A través del maromero el pueblo recuperaba sus capacidades de inversión social, sacaba a la luz del día aquellas otras realidades que le devolvían su festiva dignidad.

Las autoridades se dieron cuenta que era contraproducente controlar en demasía esas diversiones así que cedieron un poco y otorgaron licencias para que en uno que otro local se pudieran presentar comedias con muñecos. Pero el espectáculo de marionetas tampoco prospero por ahí, pues, por otro lado, el gobierno de la Nueva España tenía en el teatro “culto” un poderoso medio para legitimarse y ejercer su autoridad; en ese sentido había que privilegiar el eficaz desarrollo de éste, en detrimento de otras actividades que pudieran ser muy gustadas por el público y salirse del control institucional. En noviembre de 1786 don Silvestre Díaz de la Vega, juez de Hospitales y de Teatros impuso la pena de cárcel para aquel “cómico o cómica, cantarín o cantarina, bailarín o bailarina” que después de sus funciones en el Coliseo repitieran jornada laboral dentro de las compañías de muñecos, ya que, según las autoridades

…trasnochándose hasta deshoras de la noche, no tienen al día siguiente tiempo para estudiar sus papeles a cuyo desempeño están obligados, a que se agrega que por el desorden y embriaguez con que se tiene entendido proceden, acontecen enfermedades o indisposiciones que les impiden la asistencia al teatro en grave perjuicio de los intereses de éste.

Para finales de siglo las compañías de titiriteros seguían enfrentando disposiciones legales abrumadoras que les impedían establecerse formalmente o insertarse, de manera provisional, a las fiestas cívicas y religiosas. El oficio parecía pecaminoso, e incluso era visto con desdén junto a otras expresiones culturales como los bailes o los paseos.
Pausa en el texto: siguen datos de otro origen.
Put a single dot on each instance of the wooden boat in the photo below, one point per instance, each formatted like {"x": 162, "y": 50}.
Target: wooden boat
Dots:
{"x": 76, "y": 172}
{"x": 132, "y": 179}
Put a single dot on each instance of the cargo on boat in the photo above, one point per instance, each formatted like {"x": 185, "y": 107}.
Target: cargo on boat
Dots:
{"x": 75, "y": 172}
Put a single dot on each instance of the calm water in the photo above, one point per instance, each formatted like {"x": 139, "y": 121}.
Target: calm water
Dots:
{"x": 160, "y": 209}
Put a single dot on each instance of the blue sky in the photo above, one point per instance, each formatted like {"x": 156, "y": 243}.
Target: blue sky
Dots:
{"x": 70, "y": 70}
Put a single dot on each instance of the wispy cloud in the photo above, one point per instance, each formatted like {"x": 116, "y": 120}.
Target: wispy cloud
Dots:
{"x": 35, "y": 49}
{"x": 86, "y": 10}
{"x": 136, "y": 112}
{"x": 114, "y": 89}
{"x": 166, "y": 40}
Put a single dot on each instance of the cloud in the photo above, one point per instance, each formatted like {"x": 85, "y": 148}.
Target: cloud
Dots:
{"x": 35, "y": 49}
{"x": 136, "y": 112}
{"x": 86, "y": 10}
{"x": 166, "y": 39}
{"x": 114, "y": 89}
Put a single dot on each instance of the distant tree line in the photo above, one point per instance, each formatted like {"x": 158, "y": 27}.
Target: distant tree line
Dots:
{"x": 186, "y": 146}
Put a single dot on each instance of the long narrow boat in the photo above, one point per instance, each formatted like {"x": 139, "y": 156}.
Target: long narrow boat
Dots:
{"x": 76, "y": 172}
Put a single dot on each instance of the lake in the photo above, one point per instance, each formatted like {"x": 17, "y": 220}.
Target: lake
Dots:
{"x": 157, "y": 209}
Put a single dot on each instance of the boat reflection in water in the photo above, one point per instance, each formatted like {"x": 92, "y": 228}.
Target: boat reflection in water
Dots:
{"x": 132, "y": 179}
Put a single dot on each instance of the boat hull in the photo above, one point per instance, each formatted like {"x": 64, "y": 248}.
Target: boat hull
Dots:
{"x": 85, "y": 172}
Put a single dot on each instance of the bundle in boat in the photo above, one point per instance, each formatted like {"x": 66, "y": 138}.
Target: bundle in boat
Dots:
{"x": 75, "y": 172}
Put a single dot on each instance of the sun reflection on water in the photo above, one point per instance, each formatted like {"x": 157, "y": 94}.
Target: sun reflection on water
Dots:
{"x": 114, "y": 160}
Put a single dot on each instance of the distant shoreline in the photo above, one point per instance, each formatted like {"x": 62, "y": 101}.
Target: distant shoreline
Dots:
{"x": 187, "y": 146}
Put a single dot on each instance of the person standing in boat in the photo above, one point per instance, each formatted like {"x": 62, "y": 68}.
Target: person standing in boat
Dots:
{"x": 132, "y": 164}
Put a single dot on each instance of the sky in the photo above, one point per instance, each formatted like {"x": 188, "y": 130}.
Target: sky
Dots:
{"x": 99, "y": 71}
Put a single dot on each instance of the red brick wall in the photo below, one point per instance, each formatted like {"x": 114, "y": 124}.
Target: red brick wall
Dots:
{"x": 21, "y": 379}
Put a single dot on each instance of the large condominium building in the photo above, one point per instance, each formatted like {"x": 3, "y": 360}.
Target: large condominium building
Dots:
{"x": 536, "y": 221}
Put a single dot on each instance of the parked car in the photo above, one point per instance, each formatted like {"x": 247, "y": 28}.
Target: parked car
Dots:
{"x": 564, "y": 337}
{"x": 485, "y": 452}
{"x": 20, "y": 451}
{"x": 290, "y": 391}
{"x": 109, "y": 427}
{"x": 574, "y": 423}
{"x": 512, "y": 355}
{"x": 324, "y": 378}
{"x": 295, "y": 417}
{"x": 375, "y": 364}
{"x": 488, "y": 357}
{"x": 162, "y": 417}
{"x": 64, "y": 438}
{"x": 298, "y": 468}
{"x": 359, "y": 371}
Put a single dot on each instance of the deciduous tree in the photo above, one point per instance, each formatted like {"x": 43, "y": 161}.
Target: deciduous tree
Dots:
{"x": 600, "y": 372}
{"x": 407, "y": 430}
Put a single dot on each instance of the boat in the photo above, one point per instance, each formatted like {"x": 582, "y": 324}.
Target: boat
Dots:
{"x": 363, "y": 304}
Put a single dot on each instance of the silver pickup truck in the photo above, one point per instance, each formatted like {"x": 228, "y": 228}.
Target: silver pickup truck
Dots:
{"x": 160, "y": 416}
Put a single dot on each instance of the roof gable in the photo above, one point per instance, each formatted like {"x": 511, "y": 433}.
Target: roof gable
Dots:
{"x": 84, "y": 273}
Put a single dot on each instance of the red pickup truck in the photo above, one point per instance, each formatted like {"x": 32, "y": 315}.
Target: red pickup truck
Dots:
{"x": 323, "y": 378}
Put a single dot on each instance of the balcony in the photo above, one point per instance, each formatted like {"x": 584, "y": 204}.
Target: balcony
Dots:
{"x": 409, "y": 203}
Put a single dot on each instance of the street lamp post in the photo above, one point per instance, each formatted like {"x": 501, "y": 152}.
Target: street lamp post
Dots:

Todavía en abril de 1794, la viuda Gertrudis Banda fue amonestada por hacer títeres en la calle de San Juan, y se le exhortó para que junto con sus dos hijas doncellas ejerciera otra actividad más recatada y productiva .

La Republica y el auge de los títeres

Afortunadamente para las compañías de muñecos, el panorama cambió radicalmente hacia la segunda mitad del siglo XIX. El triunfo Republicano que pretendió acabar con los vestigios del virreinato, trazó, en el ámbito de la cultura, un rumbo distinto para el país. La élite liberal que tomó las riendas de la reconstrucción Nacional vio en las artes populares y en las diversiones callejeras una forma de exaltar los ideales nacionalistas y patrióticos del México Nuevo. Ideólogos como Manuel Altamirano, estaban convencidos de la urgencia de voltear la mirada hacía nosotros mismos; robustecernos artística y culturalmente con aquellas manifestaciones que nos conferían una fisonomía muy propia. Esta era la consigna, la búsqueda de la originalidad y la autonomía, y al mismo tiempo el gran motivo para la concordia y la tan ansiada Unidad Nacional.

Efectivamente, como lo predicara Altamirano, la sociedad mexicana de aquel entonces, aunque muy heterogénea y padeciendo agudos contrastes económicos, se entregó por igual a la vida republicana. Ferias, bailes, fiestas cívicas y religiosas se reprodujeron en todos los estratos sociales y ya sin la tutela persistente del Estado. En lo que se refiere al espectáculo de maromas y de títeres estos se fueron estructurando en consonancia con la doctrina conciliatoria y el espíritu nacionalista de la época. La apertura hacia este tipo de manifestaciones generó buenos frutos. Surgieron por aquí y por allá, desde:

…aventureros que llegaban a cualquier lugar, trabajaban solos o en pareja y no estaban sujetos al control de las autoridades; no tenían licencia o permiso para trabajar, pues no lo necesitaban por lo incierto del espectáculo. Hasta: pequeños empresarios {que} no tenían una carpa, cargaban un escenario ligero que desplazaban en sus hombros; a veces tenían que recorrer distancias largas y su transportación la realizaban en medios poco adecuados: un burro, un caballo, una mula. Su radio de acción comprendía la exhibición en parques o corrales, improvisaban asientos con botes, adobe y tablas, o bien invitaban a los espectadores a presenciar, de pie, la obra, o les sugerían traer sus sillas. O bien estaban los grandes empresarios teatrales que agrupaba entre ocho y veinte artistas dispuestos a trabajar, antes, durante y después de la función, en actividades de tramoyista, escenógrafo, utilero o gritón.